C’est ce qui vient en premier à l’esprit lorsqu’on s’imagine utiliser un RSNE : demander la réponse à une question, partager un article ou une vidéo dans une communauté de pratiques, communiquer sur une nouvelle méthode, un nouveau produit, etc. Cette fonctionnalité existe depuis les premiers groupewares dans les années 1990, puis dans les forums et autres intranets. C’est la fonctionnalités de base du RSNE à l’image du mur de Facebook®. Or, ce flot ininterrompu d’information où la dernière chasse la précédente indéfiniment ne facilite pas l’appropriation de l’information. De plus, ces flux d’information coulent dans des silos et même si les agrégateurs de contenus existent, il peinent à collecter tous les canaux : réseaux sociaux privés ou professionnels, blogs, sites de presse généraliste, sites spécialisés, forums, etc. et quand bien même y réussiraient-ils, cela ne ferait qu’augmenter l’infobésité à laquelle est soumis l’utilisateur.

Je mise donc sur une nouvelle génération d’outils capable d’analyser sémantiquement tous ces flux, de leurs affecter une nomenclature automatique et dynamique et de les agréger. L’utilisateur bénéficierait en retour d’une sorte de magazine multimédia en constante évolution qui rassemblerait toute la connaissance qui l’intéresse. Ainsi, les contenus ne seraient plus empilés sous la seule contrainte chronologique, mais enrichis et actualisés au fur et à mesure que les informations pertinentes surgissent sur un sujet sélectionné. Il serait en outre possible de creuser un contenu, c’est à dire de révéler les sources qui ont servi à élaborer la synthèse affichée dans le magazine.

La reconnaissance entre pairs

Accéder à la connaissance est essentiel, en créer l’est tout autant. L’utilisateur du RSNE ajoute de l’information, corrige, enrichit ou actualise celle qui existe, met des informations en relation, etc. Ce travail qu’il réalise est apprécié par ses pairs et plus globalement par les autres utilisateurs du RSNE.

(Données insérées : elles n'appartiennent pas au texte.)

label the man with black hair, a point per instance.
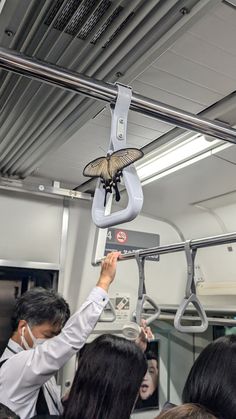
(43, 341)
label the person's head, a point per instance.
(6, 413)
(188, 410)
(39, 314)
(150, 380)
(212, 379)
(107, 380)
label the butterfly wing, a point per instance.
(123, 158)
(97, 168)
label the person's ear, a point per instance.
(21, 325)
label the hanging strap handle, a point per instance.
(131, 180)
(108, 318)
(143, 297)
(190, 297)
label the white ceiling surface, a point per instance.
(196, 72)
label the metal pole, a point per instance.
(178, 247)
(20, 64)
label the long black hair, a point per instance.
(212, 379)
(107, 380)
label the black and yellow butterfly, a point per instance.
(109, 168)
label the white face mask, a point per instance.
(36, 341)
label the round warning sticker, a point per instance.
(121, 236)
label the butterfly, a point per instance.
(109, 168)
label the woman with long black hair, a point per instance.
(107, 380)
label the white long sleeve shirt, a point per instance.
(25, 371)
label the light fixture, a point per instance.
(168, 159)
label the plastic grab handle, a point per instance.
(180, 316)
(139, 315)
(134, 206)
(108, 319)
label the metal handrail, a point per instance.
(57, 76)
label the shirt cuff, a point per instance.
(99, 296)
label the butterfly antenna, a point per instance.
(115, 186)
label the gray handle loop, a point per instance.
(190, 297)
(108, 318)
(119, 116)
(143, 297)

Le RSNE idéal permettrait donc à tous de rendre compte de l’utilité et de la pertinence des publications des autres utilisateurs. Cette reconnaissance collaborative se joue à deux niveaux. Un premier niveau où l’utilisateur attribuerait un label à la publication qu’il apprécie. Ce système plus élaborés et porteur de sens que les “like”, des “plus” (ou que sais-je encore) indiquerait par exemple que : la publication lui a servi dans son travail, qu’elle témoigne d’une expertise dans un domaine, etc. Un deuxième niveau où le système lui-même rendrait compte de la densité de requête ou de consultation concernant une publication, à travers une analyse automatique de tous les flux du RSNE.

Ainsi les contributeurs gagneraient en visibilité sur leurs domaines de compétences, leurs niveaux d’expertises. Ces compétences avérées, validées par des pairs et prouvées en situation, constitueraient une sorte de CV permanent consultable par tout un chacun à l’image du CV sur LinkedIn ou Viadeo et des compétences et recommandations associées.

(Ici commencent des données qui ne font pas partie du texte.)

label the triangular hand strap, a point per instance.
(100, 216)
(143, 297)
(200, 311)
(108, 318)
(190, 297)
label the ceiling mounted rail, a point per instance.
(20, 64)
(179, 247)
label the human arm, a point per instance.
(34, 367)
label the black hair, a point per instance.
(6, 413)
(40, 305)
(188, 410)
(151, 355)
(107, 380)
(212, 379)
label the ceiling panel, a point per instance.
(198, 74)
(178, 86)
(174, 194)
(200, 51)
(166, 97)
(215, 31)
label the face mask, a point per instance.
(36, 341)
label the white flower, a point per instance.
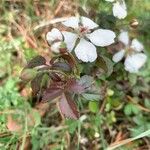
(119, 8)
(55, 39)
(135, 59)
(84, 39)
(109, 0)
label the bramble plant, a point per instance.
(78, 64)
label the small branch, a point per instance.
(138, 105)
(47, 23)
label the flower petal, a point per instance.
(102, 37)
(120, 10)
(124, 37)
(119, 55)
(72, 22)
(86, 51)
(134, 62)
(88, 23)
(69, 39)
(55, 47)
(136, 45)
(109, 0)
(53, 35)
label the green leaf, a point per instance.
(128, 109)
(37, 118)
(94, 106)
(91, 97)
(105, 64)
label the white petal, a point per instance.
(55, 47)
(124, 37)
(53, 35)
(118, 56)
(102, 37)
(109, 0)
(72, 22)
(86, 22)
(134, 62)
(136, 45)
(120, 10)
(69, 39)
(86, 51)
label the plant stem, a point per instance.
(102, 137)
(79, 131)
(25, 132)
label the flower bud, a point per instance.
(28, 74)
(58, 47)
(134, 23)
(110, 92)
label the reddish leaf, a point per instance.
(36, 84)
(62, 66)
(69, 60)
(51, 93)
(75, 86)
(37, 61)
(68, 107)
(13, 125)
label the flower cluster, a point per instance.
(86, 35)
(132, 51)
(82, 40)
(119, 8)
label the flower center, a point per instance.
(82, 31)
(129, 51)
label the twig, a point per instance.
(141, 107)
(47, 23)
(25, 132)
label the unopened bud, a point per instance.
(58, 47)
(110, 92)
(134, 23)
(28, 74)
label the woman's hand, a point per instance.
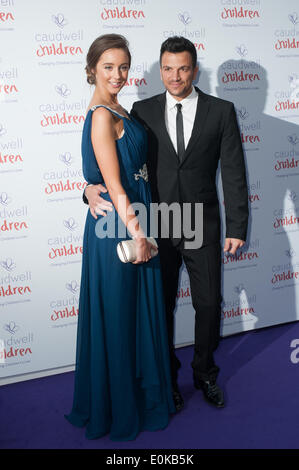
(143, 251)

Un outil d’apprentissage et d’enseignement

Si le e-learning a bien pénétré dans l’entreprise, la prochaine étape est le social learning. N’est-ce pas un juste rééquilibrage des choses, mettant fin à l’image du e-learner, seul face à sa machine à enseigner ? L’apprentissage est social !

S’appuyant sur la lisibilité accrue des compétences et des domaines d’expertise de chacun évoquée plus tôt, le RSNE jouerait là un rôle dans le transfert et l’apprentissage de cette connaissance. En complément d’une formation, il permettrait de mettre en relation les novices et les experts. Il hébergerait des contenus pédagogiques en son sein et serait à même de les proposer aux utilisateurs suivants certains critère prédéfini : présentation de l’entreprise aux nouveaux arrivants, éléments de la culture managériale propre à l’organisation lors d’une prise de poste d’encadrement, argumentaire de vente d’un nouveau produit aux commerciaux. Durant sa formation, l’utilisateur aurait le loisir d’échanger en live avec un expert ou des collaborateurs ayant le même profil, il aurait également la possibilité de noter le contenu pédagogique.

Sur des savoir-être plus difficile à acquérir sous forme de e-learning, le RSNE dans sa dimension social learning ouvre la voie à du e-mentoring.

Des espaces virtuels de rencontre et de travail

Le RSNE de demain offrirait aussi de nouveaux espaces, affranchis des frontières géographiques (mais pas encore des fuseaux horaires), et paramétrables à l’infini : les utilisateurs se retrouveraient dans une “salle virtuelle” équipée de tous les éléments nécessaires à leur formation, leur projet ou encore leur atelier. Fini les problèmes de réservation de salle, de vidéoprojecteur qui ne fonctionne pas ou encore d’impossibilité de participer à un meeting car son avion a pris du retard.

Il s’agirait d’un véritable espace virtuel dans lequel l’utilisateur serait immergé. Les Serious Game en montrent les prémices et suivant l’évolution des jeux en réseau, ils vont progressivement se “socialiser” et investir le RSNE.

Demain, la visite d’un nouveau site au Brésil par les collaborateurs français ou la présentation d’un nouveau produit aux équipes commerciales à travers le monde pourront se faire virtuellement via le RSNE.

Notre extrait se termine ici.